A study released today by the Institute for Higher Education Policy (IHEP) found that since no-loan financial aid programs were introduced in universities 15 years ago, nominal economic diversity has been achieved on college campuses. No-loan packages replace student loans with grants and scholarships for students whose families earn less than the national median income.
The report, “Economic Diversity Among Selective Colleges: Measuring the Enrollment Impact of ‘No-Loan’ Programs,” sought to discover what highly selective institutions could do to increase the attendance of high-achieving, low-income students.
Students from low-income families are underrepresented in higher education as a whole, the report states, though many are qualified to enroll. Low-income students are frequently overrepresented in community colleges and for-profit institutions, which, according to the report, have lower graduation rates, fewer academic resources for students, and more students per faculty member. More selective institutions can cater better to students because of the resources available to them, but because they charge higher tuition, low-income students don’t apply.

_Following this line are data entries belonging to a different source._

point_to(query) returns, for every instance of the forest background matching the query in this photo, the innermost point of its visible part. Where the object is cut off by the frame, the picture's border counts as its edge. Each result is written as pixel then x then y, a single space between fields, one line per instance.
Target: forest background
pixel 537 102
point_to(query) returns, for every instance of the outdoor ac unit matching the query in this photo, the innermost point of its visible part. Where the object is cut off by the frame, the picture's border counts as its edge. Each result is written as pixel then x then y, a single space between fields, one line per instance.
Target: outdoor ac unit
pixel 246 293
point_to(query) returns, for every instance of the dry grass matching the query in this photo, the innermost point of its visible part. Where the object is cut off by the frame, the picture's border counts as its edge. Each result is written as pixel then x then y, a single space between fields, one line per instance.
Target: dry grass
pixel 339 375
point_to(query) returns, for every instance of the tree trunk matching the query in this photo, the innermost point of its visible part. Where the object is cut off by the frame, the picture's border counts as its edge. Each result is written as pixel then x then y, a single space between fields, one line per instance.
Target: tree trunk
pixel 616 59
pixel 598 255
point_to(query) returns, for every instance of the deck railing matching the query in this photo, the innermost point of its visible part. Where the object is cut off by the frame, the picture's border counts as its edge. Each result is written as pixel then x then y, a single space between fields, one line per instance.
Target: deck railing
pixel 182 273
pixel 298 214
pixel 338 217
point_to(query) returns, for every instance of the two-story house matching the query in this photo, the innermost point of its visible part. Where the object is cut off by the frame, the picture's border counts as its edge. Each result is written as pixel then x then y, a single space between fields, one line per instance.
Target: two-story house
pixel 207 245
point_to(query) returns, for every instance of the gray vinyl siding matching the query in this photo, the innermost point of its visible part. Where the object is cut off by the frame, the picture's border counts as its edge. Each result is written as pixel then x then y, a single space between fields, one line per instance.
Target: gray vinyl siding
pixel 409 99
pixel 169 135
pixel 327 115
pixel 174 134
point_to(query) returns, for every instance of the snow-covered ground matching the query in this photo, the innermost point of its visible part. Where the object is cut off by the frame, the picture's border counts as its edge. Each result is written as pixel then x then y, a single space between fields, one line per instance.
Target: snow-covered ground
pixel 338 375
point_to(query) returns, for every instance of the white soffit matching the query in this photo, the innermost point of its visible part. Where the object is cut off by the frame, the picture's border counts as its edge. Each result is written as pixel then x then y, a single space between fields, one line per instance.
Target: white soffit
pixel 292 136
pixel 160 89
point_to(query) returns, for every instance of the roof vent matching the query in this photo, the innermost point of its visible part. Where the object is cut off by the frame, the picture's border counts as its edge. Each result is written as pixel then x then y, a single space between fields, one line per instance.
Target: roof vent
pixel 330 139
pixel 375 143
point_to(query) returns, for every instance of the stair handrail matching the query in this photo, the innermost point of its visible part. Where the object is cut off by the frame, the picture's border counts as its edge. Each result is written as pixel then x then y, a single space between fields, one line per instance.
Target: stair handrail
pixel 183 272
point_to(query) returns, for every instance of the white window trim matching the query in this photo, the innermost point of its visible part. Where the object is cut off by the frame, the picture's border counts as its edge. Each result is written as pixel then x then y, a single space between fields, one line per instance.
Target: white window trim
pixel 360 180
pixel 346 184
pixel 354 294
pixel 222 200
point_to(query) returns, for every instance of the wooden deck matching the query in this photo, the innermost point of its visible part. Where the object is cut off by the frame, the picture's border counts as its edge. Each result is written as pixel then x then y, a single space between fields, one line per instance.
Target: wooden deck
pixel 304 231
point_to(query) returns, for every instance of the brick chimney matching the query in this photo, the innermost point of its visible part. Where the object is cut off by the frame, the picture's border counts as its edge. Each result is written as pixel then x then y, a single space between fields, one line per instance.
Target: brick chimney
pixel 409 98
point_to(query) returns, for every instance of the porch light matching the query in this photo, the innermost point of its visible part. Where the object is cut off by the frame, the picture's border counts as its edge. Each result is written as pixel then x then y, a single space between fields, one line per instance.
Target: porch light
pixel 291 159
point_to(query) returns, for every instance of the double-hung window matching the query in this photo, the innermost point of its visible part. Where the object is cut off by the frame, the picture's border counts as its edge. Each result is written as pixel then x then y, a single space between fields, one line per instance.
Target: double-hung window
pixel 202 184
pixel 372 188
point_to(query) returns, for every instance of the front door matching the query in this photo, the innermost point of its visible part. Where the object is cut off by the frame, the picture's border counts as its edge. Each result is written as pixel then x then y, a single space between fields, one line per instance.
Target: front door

“An education system that allows this pattern to persist and that sorts students according to their ability to pay, rather than according to their academic performance, will only perpetuate economic inequality,” report authors state. “Such a system is not only inequitable but inefficient, because excluding talented students from the finest economic opportunities is a missed opportunity to invest in our nation’s collective talents. Policymakers and campus leaders should be concerned about the underrepresentation of low-income students within all sectors of higher education, but particularly among highly selective institutions, which often provide greater opportunities for students who attend.”
The report cites Princeton University as one example of a school that saw success through its no-loan financial aid packages. It was the first to establish a no-loan policy in 1998, when it replaced loans with grants and scholarships from the university’s budget, and pledges to meet all admitted students’ financial aid need without loans, for an estimated $1.7 million annually. Since the program was expanded in 2001 to include all students qualified for financial aid regardless of family income, the average graduate’s debt decreased dramatically: from more than $15,000 in 1999 to less than $4,000 in 2006.
Between 1998 and 2011, 69 highly selective institutions have followed suit in no-loan policies in efforts to reduce cost barriers to high-quality education. Schools with no-loan policies include well-known private institutions, such as Stanford, Northwestern, Emory, Harvard, and Tufts universities, but also are common among large and popular public schools, such as Arizona State University, University of Florida, and the University of North Carolina at Chapel Hill.
While each of the four key schools studied –Princeton, Harvard, UNC and the University of Virginia – saw increased enrollment of low-income students since implementing the policies by as much as 3%, the real impact of no-loan policies may be that more low-income students apply for admission rather than that more low-income students are enrolled. Authors found that institutions actually became more selective in the admission of low-income students, and, according to a similar study, the chosen admitted students are better suited for their new academic homes.
Based on the study’s findings, the IHEP recommends policy changes and actions for institutions and policymakers. It recommends schools promote their no-loan policies to students with the greatest need and diligently use all financial aid available. The federal and state governments should offer incentives for institutions to adopt such programs, the authors recommend.